I don't let the limitations of the game rules get in the way of the vision and fictional archetype I envision for my fighter. I want a character that straps on armor, grabs their weapons of choice and goes to face down giants. Is that realistic? Well, giants are not physically possible because of the square cube law. On the other hand in the words of Dutch from Predator, "If it bleeds we can kill it".
And if it has emotions, we can taunt it? Or apparently not! Because that would be unrealistic!
I think part of the issue stems from a US pop culture full of references to action heroes in both movies and literature that have character doing very much larger than life things without being significantly supernatural. Robin Hood, Arthur's knights, John McClane, James Bond, John Wick, Fafhrd, even Conan. They're fantastically good at what they do, but they don't warp and redefine reality like magic does. And that's what a lot of people want in their martial characters. A relatively limited scope or portfolio of realty warp.
But this tells us nothing about whether or not they can taunt others. I mean, to reiterate a point from upthread, 5e D&D already has a Goad ability!
people who were out to get him already anyway
No one say it never happens, just that it doesn’t always happen
As
@MuhVerisimilitude posted the ability, it applied to enemies - who, in the context of D&D, would be "people already out to get the PC". Further amendments have since been suggested.
And of course the suggested taunting doesn't
always happen - the player has to choose to use it, and then the GM has to fail their saves for the NPCs.
That you don't make it a power. You talk to your GM and describe what you're trying to do. If they think it would definitely work, it works. If they think it definitely doesn't work, it doesn't. If they're not sure, an appropriate ability (with appropriate modifiers) is performed.
You know, the gameplay loop.
D&D players can already do this without a specific ability. At some level we need to ask why is such an ability even needed when this is the case.
This is true for everything else in the game too: Action Surge, Second Wind, Second Storey Work, Cunning Action, all the Battle Master Manoeuvres, Extra Attack, etc, etc. Not to mention spells could be adjudicated in this way too, as
@Gammadoodler has noted.
Presumably there is a design reason why these player-side abilities are written in the way they are. I'm guessing it's about given players a degree of greater control over how their declared actions work out within the mechanical framework of the game. The suggested Taunt ability seems to me to live in this same design space.

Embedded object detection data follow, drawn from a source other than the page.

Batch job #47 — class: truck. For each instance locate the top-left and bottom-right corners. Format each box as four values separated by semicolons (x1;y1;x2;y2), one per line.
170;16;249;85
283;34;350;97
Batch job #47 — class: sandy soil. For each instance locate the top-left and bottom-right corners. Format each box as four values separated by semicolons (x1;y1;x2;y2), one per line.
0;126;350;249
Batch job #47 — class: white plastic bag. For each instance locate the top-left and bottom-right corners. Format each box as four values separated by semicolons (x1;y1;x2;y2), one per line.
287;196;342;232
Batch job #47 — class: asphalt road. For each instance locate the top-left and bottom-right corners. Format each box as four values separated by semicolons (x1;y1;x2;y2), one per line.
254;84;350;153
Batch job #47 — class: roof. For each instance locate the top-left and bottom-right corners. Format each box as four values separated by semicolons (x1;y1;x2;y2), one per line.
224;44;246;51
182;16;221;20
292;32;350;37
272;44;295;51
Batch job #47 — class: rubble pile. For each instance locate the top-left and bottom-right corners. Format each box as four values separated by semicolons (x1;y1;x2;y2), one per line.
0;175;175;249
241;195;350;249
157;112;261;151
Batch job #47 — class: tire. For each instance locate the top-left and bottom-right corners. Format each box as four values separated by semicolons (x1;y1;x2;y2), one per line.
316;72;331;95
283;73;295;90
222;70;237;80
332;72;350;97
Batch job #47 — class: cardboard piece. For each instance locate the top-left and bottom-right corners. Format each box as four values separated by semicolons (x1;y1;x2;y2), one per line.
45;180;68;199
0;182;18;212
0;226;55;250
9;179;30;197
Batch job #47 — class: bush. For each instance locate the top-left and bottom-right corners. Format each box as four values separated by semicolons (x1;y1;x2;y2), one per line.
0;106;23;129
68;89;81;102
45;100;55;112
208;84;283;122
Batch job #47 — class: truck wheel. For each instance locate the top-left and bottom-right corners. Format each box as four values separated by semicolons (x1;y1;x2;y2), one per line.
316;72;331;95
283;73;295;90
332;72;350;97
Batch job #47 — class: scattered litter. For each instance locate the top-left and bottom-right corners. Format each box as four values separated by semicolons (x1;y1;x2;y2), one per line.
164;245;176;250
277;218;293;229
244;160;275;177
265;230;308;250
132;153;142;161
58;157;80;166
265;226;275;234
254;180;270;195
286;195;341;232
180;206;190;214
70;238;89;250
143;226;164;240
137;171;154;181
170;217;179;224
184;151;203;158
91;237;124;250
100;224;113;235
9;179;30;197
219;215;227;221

One can override human behavior regardless of circumstance, and the other has to interact with the humans and the world we have.
This was posted as a contrast between magic and non-magic. But is being correlated to
player gets to say vs
GM gets to say. Hence it rests on an implicit premise that
the GM is the world of the game. I think it would help some of these conversations if that premise were made explicit, instead of taking it as unarguable and then using genre and trope labels like "that ability is supernatural".
See, now you have something akin to a PBtA "move", where the DM is forced to make it happen for the player regardless of circumstance if the roll goes in their favor
<snip>
In other words, mechanics over fiction.
I don't know what PbtA game you have in mind. Apocalypse World doesn't look much like what you describe here. It actually seems a much better description of D&D combat, where the if the roll goes in the player's favour then the mechanics - dropping a NPC/creature to zero hp via an attack roll or damage-dealing spell - force the GM to describe the creature/NPC being dead, regardless of circumstance.
The bigger point here is that D&D combat resolution is not consistent with the premise that
the GM is the world of the game. It always puzzles me that people who want the GM to be the world of the game nevertheless use a RPG that has a combat resolution engine that is at odds with that.
D&D has drifted toward the end of the design spectrum where you don't improvise and adjudicate, you press buttons on your character sheet.
I think it's worth noting, in reply to this, that the Fireball and Lightning Bolt spells have been part of the game since its inception. "Pressing buttons" has always been the core play experience for players of D&D spell casters.